The New Ethos of
Informed consent did not spring full-armored like Athena from the head of Zeus. As already noted, it has undergone a long development in Anglo-American law. Equally, though only in more recent years, the doctrine has been appropriated by a broad-based movement to reform medicine in ways felt to be more congruent with the general practices and aspirations of a free society. And it is to this social movement, this "new ethos of patient autonomy" (McCullough and Wear, 1985; Wear, 1991), that we must now refer in order to understand the ethical agendas, insights, and arguments behind the doctrine of informed consent.

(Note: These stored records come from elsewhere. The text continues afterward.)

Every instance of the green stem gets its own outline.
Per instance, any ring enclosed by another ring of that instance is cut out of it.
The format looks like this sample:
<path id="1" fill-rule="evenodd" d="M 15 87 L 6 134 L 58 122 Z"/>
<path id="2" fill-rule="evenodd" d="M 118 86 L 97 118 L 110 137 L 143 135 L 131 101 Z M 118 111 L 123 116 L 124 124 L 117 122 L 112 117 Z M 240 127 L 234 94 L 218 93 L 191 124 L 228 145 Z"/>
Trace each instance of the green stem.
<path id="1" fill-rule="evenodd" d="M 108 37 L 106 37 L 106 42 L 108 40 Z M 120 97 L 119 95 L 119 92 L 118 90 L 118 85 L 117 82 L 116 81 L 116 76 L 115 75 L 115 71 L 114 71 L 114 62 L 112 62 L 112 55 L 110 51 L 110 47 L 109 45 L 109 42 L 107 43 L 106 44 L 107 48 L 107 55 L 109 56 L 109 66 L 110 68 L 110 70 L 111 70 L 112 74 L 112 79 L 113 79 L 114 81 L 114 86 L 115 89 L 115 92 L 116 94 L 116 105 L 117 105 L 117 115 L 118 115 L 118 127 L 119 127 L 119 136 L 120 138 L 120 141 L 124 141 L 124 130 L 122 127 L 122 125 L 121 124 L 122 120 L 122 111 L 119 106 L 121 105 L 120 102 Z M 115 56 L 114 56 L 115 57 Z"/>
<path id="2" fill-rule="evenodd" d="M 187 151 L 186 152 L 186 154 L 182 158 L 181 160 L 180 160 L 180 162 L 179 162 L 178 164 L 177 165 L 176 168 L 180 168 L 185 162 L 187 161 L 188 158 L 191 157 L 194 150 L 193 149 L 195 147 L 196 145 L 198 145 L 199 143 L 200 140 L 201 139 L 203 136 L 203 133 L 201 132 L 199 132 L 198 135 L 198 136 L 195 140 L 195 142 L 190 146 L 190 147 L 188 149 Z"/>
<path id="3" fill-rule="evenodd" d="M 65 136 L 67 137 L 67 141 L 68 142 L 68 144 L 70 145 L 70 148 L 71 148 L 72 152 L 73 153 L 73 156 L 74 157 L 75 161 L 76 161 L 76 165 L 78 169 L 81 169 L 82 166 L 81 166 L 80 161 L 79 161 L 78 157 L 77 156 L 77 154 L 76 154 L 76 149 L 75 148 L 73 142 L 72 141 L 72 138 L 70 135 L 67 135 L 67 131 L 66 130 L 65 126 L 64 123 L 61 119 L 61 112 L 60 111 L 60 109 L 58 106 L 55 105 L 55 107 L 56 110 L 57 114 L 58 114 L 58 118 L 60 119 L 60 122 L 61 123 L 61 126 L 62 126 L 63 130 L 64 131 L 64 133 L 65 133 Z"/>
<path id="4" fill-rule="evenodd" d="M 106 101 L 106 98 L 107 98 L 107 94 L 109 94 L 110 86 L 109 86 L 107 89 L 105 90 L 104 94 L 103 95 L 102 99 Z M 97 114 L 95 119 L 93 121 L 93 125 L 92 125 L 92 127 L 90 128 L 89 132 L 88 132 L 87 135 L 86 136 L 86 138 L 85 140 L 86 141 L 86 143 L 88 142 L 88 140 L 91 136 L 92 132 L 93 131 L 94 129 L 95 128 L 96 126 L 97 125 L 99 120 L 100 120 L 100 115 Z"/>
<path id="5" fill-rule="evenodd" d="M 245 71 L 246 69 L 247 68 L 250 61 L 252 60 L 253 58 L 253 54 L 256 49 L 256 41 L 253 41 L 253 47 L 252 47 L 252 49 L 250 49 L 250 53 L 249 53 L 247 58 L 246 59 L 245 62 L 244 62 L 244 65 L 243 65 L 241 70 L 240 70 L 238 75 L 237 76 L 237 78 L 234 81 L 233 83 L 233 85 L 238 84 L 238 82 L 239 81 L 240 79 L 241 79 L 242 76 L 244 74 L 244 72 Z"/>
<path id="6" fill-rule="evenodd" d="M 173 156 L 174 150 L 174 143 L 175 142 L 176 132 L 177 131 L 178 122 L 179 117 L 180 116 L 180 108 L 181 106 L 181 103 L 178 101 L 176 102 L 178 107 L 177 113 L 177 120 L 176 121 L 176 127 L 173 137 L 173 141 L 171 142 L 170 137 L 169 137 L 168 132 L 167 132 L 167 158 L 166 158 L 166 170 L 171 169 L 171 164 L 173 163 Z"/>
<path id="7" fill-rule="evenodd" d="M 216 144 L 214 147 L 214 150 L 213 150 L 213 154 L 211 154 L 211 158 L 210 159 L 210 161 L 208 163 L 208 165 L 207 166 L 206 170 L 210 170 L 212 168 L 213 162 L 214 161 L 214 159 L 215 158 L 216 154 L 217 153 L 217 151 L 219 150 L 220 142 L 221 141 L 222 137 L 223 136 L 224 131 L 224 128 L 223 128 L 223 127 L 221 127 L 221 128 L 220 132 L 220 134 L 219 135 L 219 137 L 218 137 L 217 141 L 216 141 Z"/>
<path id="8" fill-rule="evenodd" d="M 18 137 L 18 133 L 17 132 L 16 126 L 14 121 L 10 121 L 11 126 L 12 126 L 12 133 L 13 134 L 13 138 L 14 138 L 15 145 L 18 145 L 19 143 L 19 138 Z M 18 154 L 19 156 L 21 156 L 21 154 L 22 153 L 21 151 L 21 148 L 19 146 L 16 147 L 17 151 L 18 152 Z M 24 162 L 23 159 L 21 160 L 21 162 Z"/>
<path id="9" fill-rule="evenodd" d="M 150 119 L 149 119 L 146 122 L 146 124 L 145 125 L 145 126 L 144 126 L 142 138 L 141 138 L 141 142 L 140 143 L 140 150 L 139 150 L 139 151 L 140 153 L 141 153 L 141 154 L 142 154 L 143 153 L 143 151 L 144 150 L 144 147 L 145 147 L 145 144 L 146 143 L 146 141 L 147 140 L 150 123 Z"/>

Whether we refer to the law, more popular statements, or the writings of its proponents, the new ethos of patient autonomy comes with certain clear and generally espoused principles and agendas. Given the perception that patients have regularly been as uninformed as they are powerless in health care, the basic prescription has been to inform them and alter that power structure. Impeaching all forms of paternalism, at least for competent patients, the new ethos has advanced the doctrines of informed consent and the right to refuse treatment toward enabling and empowering patients to retain control of their lives in health care. The insistence on truth telling is added to this prescription in recognition of both patients' need for information and insight as to whether there are decisions to be made, and the alleged widespread presence of deception within health care. In sum, in any clinical encounter between competent patients and their health care providers, the essential details of the recommended intervention must be presented to the patient, the patient's consent must be obtained before proceeding, the patient has the right to refuse the intervention without prejudice, and any such interaction must proceed honestly without the presence of lies, deception, or coercion.